Adding to the dollar’s struggles is President Biden’s “Liberation Day” tariff initiative. While initially triggering a surge in market uncertainty, the administration later issued a 90-day exemption for most nations—excluding China—offering a temporary reprieve for global trade. However, the broader implications of these tariffs, especially on supply chains and input costs, continue to weigh on investor confidence and the greenback’s outlook. (source)
As a result, the dollar index has softened against major peers, opening the door for gains in other currencies, particularly those in Asia, where economic fundamentals appear relatively insulated from current U.S. policy shocks.
Asian Currencies and the Euro See Renewed Bullish Momentum
A recent Reuters survey reveals growing bullish sentiment toward a number of Asian currencies, including the Singapore dollar, Indian rupee, Thai baht, and Philippine peso. These currencies have gained traction thanks to a weaker U.S. dollar and relatively stable macroeconomic conditions in their respective countries. The South Korean won, Taiwanese dollar, and Malaysian ringgit have also seen their first bullish shift since October 2024.
The Philippine peso, in particular, reached its strongest long position since September, driven by increased foreign investment and a favorable balance of trade compared to regional peers.

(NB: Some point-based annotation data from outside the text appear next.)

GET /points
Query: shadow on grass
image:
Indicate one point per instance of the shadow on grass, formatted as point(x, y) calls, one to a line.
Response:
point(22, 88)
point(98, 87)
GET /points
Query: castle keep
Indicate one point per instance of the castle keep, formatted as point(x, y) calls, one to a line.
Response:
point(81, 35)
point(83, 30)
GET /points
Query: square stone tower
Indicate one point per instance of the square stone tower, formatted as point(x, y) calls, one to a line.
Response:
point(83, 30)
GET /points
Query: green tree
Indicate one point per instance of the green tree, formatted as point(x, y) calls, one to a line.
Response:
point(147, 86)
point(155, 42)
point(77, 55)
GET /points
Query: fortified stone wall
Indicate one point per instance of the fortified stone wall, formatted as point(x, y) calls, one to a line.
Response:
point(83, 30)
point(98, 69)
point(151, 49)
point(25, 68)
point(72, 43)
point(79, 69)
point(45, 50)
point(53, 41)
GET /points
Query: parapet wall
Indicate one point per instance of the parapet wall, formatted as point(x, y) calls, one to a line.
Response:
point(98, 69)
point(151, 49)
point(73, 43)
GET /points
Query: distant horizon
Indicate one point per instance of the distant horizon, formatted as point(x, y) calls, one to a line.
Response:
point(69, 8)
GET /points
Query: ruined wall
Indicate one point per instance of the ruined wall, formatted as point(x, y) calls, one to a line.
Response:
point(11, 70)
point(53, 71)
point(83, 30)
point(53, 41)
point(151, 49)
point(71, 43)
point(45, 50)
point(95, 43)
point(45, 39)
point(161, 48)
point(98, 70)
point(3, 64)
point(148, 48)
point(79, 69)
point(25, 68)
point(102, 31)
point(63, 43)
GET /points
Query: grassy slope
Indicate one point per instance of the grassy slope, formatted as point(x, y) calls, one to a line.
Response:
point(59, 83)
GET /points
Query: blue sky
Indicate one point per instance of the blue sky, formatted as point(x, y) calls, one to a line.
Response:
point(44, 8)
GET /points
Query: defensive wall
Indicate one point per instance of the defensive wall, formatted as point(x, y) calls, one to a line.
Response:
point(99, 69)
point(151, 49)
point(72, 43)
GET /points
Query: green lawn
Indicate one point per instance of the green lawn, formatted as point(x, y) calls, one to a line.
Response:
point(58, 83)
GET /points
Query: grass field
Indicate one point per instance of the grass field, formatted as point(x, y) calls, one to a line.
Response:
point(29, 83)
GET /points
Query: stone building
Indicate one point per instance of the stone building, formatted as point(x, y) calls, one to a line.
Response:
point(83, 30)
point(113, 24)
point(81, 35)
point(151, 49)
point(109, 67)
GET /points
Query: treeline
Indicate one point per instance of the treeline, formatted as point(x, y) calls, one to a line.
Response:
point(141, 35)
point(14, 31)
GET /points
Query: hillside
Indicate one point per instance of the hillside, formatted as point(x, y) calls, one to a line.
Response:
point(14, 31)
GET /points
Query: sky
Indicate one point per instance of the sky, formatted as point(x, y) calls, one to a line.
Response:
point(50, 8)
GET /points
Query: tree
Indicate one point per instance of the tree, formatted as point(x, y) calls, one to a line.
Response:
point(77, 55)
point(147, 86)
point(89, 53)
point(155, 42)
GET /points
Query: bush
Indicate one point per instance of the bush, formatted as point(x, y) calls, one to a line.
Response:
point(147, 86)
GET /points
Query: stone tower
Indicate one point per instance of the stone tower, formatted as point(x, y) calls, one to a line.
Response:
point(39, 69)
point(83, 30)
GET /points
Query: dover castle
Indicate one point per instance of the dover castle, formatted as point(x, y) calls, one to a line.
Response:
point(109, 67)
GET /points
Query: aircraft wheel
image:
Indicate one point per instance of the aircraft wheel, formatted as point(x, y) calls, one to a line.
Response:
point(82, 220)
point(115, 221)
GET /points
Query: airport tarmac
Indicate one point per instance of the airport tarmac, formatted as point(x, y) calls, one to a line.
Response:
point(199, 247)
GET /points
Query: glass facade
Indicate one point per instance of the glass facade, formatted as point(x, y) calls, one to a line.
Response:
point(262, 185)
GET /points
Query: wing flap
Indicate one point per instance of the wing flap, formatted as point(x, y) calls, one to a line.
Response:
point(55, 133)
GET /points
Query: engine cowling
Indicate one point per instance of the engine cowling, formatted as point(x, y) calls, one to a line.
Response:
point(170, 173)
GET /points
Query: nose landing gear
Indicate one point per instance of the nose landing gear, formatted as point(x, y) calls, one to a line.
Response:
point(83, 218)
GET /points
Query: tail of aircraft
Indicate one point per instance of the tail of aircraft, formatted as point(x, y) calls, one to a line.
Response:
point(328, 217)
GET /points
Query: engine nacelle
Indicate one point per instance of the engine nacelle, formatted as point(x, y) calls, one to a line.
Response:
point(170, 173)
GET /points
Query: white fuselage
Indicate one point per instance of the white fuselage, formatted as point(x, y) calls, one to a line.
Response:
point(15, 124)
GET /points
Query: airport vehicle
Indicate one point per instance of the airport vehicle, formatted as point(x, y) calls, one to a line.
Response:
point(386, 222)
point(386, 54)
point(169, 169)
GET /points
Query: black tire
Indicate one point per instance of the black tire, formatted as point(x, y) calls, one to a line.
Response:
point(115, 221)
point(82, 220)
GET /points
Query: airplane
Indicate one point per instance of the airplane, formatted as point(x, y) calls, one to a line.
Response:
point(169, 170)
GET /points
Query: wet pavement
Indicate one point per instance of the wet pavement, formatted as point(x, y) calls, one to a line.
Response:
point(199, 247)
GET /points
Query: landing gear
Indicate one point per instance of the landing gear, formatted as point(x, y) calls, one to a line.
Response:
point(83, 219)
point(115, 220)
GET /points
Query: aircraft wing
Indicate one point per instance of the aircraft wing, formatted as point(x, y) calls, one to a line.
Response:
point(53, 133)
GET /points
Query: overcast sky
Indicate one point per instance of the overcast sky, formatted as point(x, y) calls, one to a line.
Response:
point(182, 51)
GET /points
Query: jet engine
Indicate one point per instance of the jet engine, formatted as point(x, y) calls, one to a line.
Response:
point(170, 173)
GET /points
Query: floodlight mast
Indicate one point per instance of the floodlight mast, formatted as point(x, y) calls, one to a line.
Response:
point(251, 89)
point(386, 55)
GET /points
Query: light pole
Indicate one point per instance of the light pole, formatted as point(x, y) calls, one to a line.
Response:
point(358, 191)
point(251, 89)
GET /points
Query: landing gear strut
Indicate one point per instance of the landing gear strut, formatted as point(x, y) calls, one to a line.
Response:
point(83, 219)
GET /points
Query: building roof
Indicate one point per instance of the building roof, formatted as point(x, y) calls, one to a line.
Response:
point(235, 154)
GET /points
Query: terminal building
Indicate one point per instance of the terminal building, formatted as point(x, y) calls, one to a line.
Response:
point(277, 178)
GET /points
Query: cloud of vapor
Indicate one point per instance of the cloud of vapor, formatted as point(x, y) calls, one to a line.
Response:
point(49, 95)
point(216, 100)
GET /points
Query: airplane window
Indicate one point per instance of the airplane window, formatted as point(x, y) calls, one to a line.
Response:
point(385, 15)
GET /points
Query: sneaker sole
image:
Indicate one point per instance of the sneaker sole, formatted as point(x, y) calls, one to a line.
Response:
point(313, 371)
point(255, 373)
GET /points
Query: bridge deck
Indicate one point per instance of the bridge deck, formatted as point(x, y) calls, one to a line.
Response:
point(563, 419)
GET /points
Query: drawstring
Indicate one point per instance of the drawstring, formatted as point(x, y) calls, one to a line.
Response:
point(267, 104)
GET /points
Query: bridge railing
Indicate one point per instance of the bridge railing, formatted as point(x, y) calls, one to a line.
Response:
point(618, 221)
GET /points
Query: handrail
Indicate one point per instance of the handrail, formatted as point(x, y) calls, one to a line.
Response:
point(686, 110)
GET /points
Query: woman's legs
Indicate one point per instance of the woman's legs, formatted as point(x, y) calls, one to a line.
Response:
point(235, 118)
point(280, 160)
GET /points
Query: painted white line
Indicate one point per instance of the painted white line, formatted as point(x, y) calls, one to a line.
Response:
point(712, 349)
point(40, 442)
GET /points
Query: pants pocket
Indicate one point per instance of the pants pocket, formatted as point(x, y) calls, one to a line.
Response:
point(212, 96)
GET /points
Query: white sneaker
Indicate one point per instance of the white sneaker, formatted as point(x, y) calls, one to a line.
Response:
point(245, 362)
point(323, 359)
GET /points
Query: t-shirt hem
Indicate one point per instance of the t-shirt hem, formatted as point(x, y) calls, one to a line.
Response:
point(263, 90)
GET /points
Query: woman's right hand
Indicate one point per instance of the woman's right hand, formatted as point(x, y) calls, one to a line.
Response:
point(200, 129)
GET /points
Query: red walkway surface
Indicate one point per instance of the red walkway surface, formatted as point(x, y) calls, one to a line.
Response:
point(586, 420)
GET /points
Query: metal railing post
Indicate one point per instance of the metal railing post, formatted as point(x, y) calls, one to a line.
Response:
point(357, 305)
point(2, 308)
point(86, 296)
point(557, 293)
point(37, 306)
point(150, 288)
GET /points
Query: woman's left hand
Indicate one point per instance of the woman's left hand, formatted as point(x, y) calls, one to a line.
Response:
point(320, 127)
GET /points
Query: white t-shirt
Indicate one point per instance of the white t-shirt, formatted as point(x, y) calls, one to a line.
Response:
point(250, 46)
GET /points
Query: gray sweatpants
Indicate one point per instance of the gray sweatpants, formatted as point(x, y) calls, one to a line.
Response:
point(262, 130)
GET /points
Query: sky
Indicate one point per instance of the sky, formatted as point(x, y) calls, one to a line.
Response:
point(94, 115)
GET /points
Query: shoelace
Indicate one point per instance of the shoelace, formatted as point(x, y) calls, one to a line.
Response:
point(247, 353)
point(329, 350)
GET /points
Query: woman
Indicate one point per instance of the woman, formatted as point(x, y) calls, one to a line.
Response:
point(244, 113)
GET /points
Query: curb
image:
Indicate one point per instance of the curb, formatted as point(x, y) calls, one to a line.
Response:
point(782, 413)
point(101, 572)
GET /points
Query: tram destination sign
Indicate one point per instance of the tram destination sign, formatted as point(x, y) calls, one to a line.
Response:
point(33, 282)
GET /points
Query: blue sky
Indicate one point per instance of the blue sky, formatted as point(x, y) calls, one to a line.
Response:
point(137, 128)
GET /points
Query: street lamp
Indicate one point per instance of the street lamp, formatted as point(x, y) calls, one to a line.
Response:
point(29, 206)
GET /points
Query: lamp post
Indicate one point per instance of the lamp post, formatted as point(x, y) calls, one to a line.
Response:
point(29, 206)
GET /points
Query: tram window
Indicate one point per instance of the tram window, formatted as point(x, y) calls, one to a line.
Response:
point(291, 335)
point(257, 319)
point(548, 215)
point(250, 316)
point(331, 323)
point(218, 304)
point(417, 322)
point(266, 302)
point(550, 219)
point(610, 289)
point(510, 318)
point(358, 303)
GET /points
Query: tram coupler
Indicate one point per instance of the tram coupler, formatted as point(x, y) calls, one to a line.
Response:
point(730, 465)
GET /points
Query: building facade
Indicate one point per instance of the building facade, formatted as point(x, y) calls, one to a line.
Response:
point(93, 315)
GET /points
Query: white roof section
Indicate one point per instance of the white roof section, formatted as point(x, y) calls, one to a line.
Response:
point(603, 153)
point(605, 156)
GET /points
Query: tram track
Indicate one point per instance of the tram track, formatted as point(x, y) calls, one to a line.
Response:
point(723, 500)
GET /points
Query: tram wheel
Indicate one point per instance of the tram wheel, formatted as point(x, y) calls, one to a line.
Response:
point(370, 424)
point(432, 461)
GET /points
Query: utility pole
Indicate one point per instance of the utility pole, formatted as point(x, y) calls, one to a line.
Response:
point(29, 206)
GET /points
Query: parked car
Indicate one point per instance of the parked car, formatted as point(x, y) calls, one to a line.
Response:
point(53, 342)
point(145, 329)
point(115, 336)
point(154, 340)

Although sentiment remains cautious on the Chinese yuan and Indonesian rupiah due to regulatory uncertainties and tariff risks, analysts suggest that these currencies could rebound if risk appetite improves. (source)
In Europe, the euro has shown signs of resilience, supported by a better-than-expected Eurozone GDP report. The British pound is also in focus as traders anticipate upcoming UK GDP and labor market data, which could influence the Bank of England’s next move. Many expect a 25 basis point interest rate cut in the coming weeks, which may create some short-term softness for the pound. (source)
Looking ahead, market participants are watching several key events that could move forex markets, including the U.S. nonfarm payroll report, the Federal Reserve’s interest rate decision, and central bank announcements from the UK and Australia. With trade policy and inflation dynamics still in flux, the foreign exchange landscape is expected to remain highly reactive throughout May.